|Title||Measuring behavioral regulation in four societies.|
|Publication Type||Journal Article|
|Year of Publication||2011|
|Authors||Wanless, SB, McClelland, MM, Acock, A, Ponitz, CC, Son, S-H, Lan, X, Morrison, FJ, Chen, J-L, Chen, F-M, Lee, K, Sung, M, Li, S|
|Date Published||2011 Jun|
The present study examined the psychometric properties of scores from a direct measure of behavioral regulation, the Head-Toes-Knees-Shoulders task (HTKS) with 3- to 6-year-old children in the United States, Taiwan, South Korea, and China. Specifically, we investigated (a) the nature and variability of HTKS scores, including relations to teacher-rated classroom behavioral regulation; and (b) relations between the HTKS and early mathematics, vocabulary, and literacy skills. Higher HTKS scores were significantly related to higher teacher ratings of classroom behavioral regulation in the United States and South Korea but not in Taiwan and China.

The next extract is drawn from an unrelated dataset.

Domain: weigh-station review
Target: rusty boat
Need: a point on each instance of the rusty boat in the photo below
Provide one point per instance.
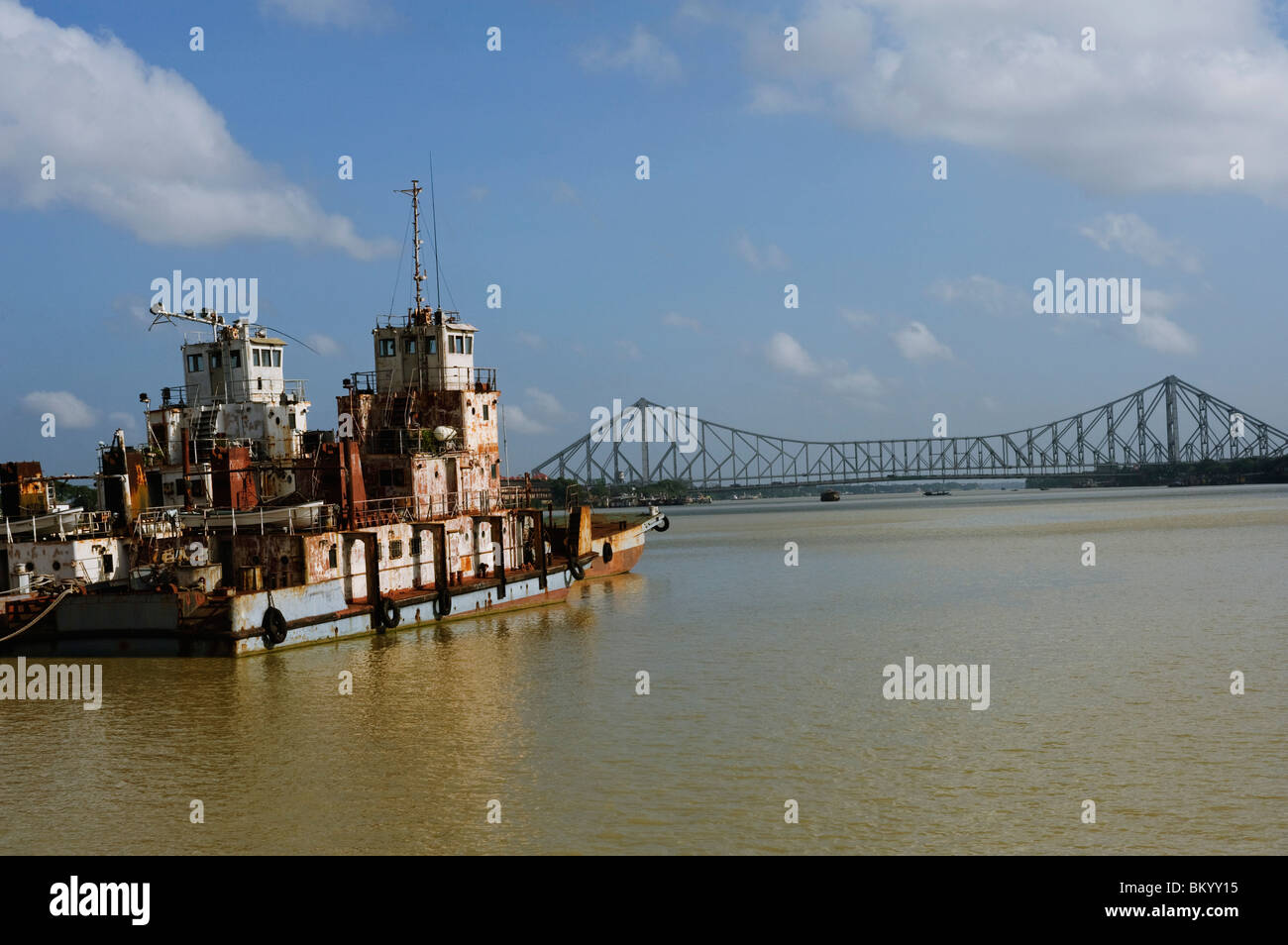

Also, higher HTKS scores were significantly related to higher early mathematics, vocabulary, and literacy skills beyond the influence of demographic variables and teacher-rated classroom behavioral regulation. These initial findings suggest that HTKS scores may be interpreted as reflecting early behavioral regulation in these 4 societies and that behavioral regulation is important for early academic success in the United States and in Asian countries.